In the meantime, have promised myself time off after twelve years of working virtually seven days a week.but old habits die hard, and I can feel myself simply itching to ‘get to work’. Rest, I tell myself. You need it! A well-rested field gives a beautiful crop. I need to nourish, nurture, and ‘feed’ my soul if I expect anything useful to grow from my creative depths. If motherhood has taught me anything, it is this: fill your own well first.

My goals for the next month include: nurturing myself through walking in the woods (is this rain ever going to stop?) with my friend Sarah, meeting my friend Julia for a coffee, going to the movies with my husband, seeing a kinesiologist, and reading some novels.

I will have no doubt written about this before, either on a blog or in The Mother, but for years and years I didn’t read novels. It always felt like too much pleasure, and if I was going to sit on my butt (or laze in bed) reading for hours on end, then it damn well had to be educational. Non-fiction only!

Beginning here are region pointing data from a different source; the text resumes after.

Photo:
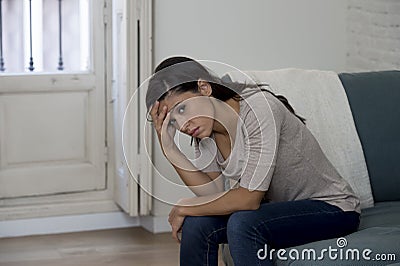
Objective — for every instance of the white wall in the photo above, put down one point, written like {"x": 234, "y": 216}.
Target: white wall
{"x": 373, "y": 35}
{"x": 254, "y": 34}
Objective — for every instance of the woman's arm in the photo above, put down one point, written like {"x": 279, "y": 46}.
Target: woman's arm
{"x": 200, "y": 183}
{"x": 218, "y": 204}
{"x": 237, "y": 199}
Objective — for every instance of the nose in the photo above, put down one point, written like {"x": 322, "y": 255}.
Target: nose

I read voraciously as a teenager, devouring romance novels ~ such a wonderful antidote to boring secondary school. I would read them in my bedroom when I was supposed to be studying and doing homework. Then I’d hear my mum walking up the hallway and I’d shove the knight in shining armour into the drawer and bury my head into a biology textbook and studiously examine how to dissect a frog. Talk about going from princes to frogs! Over time, the guilt built up and upand so for the majority of my adult life I denied myself the pleasure of reading fiction.

It was a few years back, when my adrenals crashed (too much stress from a personal issue) that I was bed bound and too exhausted to do anything. My daughters, bless them, bought me a whole stack of second-hand romance novels from a charity shop. I felt like I’d come back home. A dear friend laughs that I can read such ‘cheap’ fiction and yet have bookshelves filled with weighty esoteric tomes that absorb me for hours and stretch the grey matter. Ah, what can I say? I’m a woman of many parts. The truth is: the romance-novel genre is the most popular of all fiction, and for damn good reason: it’s a wonderful source of pleasure, and, unlike chocolate, it’s fat free!

I have to thank my first novel, Mosaic, for opening me up to the possibility that I could actually make a career out of writing fiction. I can’t begin to express how exciting my future feels. I feel all giddy like a little girl at Christmas, and oh how I love Christmas.

I will never again deny myself the pleasure of reading or writing fiction.

Sunday, January 05, 2014

The full-time writer

Winter's morning from my writing desk

Popping my head above the keyboard (and this neglected blog) to say that I have now sold The Mother magazine, a job I have loved for the past twelve years, and once the transition is over in a few weeks, I will be working full-time as a novelist. I intend to be more active in my blogging once my time has freed up, and I look forward to sharing my journey with you.